Now, according to the authors,

Since [itex]\Box^2 e^{iq\cdot x} = -q^2 e^{iq\cdot x}[/tex], the solution of the above equation is

[tex]A^{\mu} = -\frac{1}{q^2}j^{\mu}_{2}[/tex]

where [itex]q = p_D-p_B[/itex].

Question 1:

**Shouldn't this be the solution in Fourier space?**

My doubt stems from the fact that the expression for the transition amplitude [itex]T_{fi}[/itex] is

[tex]T_{fi} = -i\int d^{4}x j_{\mu}^{fi}A^{\mu}[/tex]

with [itex]A^{\mu}[/itex] being the vector potential of the muon, as obtained above, and [itex]j_{\mu}^{fi}[/itex] being the 4-current of the electron, given by

[tex]j_{\mu}^{fi} = -eN_{A}N_{C}(p_A+p_C)_{\mu}e^{i(p_C-p_A)\cdot x}[/tex]

Let [itex]j_{\mu}^{fi}[/itex] be denoted by [itex]j_{\mu}^{(1)}[/itex].

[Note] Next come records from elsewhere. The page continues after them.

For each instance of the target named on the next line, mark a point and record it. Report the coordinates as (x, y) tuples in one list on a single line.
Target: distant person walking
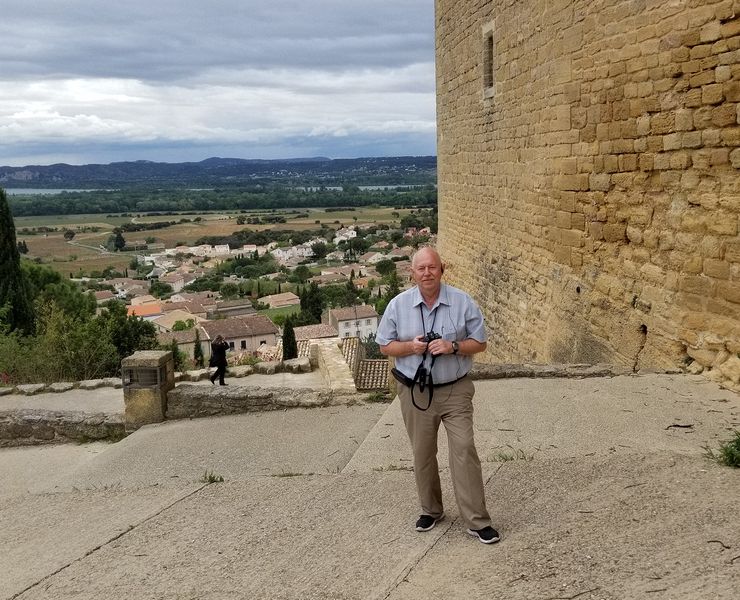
[(433, 330), (219, 346)]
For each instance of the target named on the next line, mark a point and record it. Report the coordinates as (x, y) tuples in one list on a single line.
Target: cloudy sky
[(92, 81)]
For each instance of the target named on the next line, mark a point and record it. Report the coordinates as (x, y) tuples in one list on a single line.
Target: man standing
[(219, 346), (433, 330)]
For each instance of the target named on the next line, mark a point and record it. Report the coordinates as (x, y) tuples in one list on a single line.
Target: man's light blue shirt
[(455, 316)]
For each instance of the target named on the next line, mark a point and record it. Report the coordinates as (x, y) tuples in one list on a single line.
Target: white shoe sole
[(481, 540), (431, 526)]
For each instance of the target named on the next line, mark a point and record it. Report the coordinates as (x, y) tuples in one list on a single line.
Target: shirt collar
[(441, 299)]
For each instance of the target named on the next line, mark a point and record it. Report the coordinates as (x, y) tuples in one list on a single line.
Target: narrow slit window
[(489, 62)]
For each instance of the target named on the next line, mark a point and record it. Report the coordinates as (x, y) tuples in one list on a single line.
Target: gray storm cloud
[(84, 81)]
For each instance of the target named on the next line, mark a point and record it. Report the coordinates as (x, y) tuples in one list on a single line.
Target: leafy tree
[(385, 267), (119, 243), (394, 287), (127, 333), (178, 355), (312, 302), (290, 346), (320, 250), (372, 349), (13, 287), (198, 351), (302, 273), (47, 285), (72, 348), (159, 289), (183, 325), (229, 290)]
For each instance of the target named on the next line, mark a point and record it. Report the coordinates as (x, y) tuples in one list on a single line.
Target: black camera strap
[(422, 377)]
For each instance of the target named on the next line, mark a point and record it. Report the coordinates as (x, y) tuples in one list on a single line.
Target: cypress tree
[(290, 346), (14, 293)]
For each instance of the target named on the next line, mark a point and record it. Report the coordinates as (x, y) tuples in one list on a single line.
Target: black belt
[(408, 382)]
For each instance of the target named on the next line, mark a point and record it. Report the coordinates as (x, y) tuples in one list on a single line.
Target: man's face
[(427, 271)]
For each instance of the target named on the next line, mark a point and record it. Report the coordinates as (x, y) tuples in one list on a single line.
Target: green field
[(83, 254)]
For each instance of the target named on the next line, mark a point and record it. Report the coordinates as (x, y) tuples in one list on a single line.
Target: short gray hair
[(425, 247)]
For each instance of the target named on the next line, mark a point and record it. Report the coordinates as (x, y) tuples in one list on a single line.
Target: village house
[(143, 299), (328, 279), (185, 341), (194, 308), (206, 299), (167, 321), (344, 234), (104, 296), (314, 332), (147, 311), (354, 321), (243, 334), (371, 258), (231, 308), (281, 300)]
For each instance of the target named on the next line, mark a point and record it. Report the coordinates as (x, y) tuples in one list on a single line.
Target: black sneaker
[(487, 535), (425, 522)]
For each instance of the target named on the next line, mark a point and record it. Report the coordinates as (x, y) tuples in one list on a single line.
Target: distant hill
[(398, 170)]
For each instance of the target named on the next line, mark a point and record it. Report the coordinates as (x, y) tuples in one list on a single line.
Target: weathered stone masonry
[(589, 177)]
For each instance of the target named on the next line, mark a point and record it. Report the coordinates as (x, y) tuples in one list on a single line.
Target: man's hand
[(440, 346), (418, 345)]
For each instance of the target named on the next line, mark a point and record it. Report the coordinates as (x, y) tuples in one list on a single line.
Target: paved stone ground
[(600, 488)]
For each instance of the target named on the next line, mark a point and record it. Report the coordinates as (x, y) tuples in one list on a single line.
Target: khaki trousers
[(453, 406)]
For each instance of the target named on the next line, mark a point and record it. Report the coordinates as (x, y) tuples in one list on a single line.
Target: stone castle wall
[(589, 177)]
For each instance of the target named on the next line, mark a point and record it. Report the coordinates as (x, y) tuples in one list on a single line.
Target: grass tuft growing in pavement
[(211, 477), (728, 453)]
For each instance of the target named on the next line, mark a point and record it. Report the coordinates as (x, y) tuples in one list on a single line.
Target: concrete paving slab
[(579, 528), (302, 538), (320, 440), (599, 487), (43, 469), (103, 400), (517, 418), (41, 534)]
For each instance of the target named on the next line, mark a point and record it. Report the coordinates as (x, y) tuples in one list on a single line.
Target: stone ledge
[(506, 371), (28, 427), (190, 401)]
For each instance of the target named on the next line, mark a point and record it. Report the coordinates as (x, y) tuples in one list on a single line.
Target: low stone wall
[(30, 427), (190, 401), (534, 371), (31, 389), (334, 367)]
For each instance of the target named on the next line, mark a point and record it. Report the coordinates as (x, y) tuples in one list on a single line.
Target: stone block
[(729, 290), (731, 91), (716, 268), (600, 182), (703, 356), (267, 367), (60, 387), (724, 115), (577, 182), (731, 369), (297, 365), (30, 389), (712, 94), (615, 232)]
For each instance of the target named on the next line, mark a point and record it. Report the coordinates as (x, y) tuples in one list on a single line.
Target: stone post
[(392, 383), (147, 377)]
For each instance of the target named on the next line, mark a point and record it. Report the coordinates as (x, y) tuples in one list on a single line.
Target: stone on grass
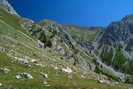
[(24, 75), (33, 61), (104, 81), (56, 68), (44, 75), (67, 70), (4, 70), (22, 60)]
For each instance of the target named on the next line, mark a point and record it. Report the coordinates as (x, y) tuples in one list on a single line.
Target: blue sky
[(79, 12)]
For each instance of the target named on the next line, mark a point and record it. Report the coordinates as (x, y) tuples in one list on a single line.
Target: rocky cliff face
[(115, 46), (91, 51), (5, 5)]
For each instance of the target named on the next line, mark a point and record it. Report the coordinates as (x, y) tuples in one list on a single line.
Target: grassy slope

Then, according to me, the expression of the transition amplitude should be

[tex]T_{fi} = -i\int d^{4}x\,j_{\mu}^{(1)}\left(\frac{1}{(2\pi)^{4}}\int d^{4}q e^{-iq\cdot x}\frac{-j^{\mu}_{(2)}(q)}{q^2}\right)[/tex]

whereas the expression given by Halzen and Martin is

[tex]T_{fi} = -i\int d^{4}x\,j_{\mu}^{(1)}\left(\frac{-j^{\mu}_{(2)}(x)}{q^2}\right)[/tex]

Note that the [itex]j^{\mu}_{(2)}[/itex] which appears in their expression is not the Fourier Transformed version. While the final expression might just seem to turn out right, what I do not understand is how they could write the solution to [itex]A^{\mu}[/itex] quite so simply in

*position space*.

Isn't there a misprint somewhere?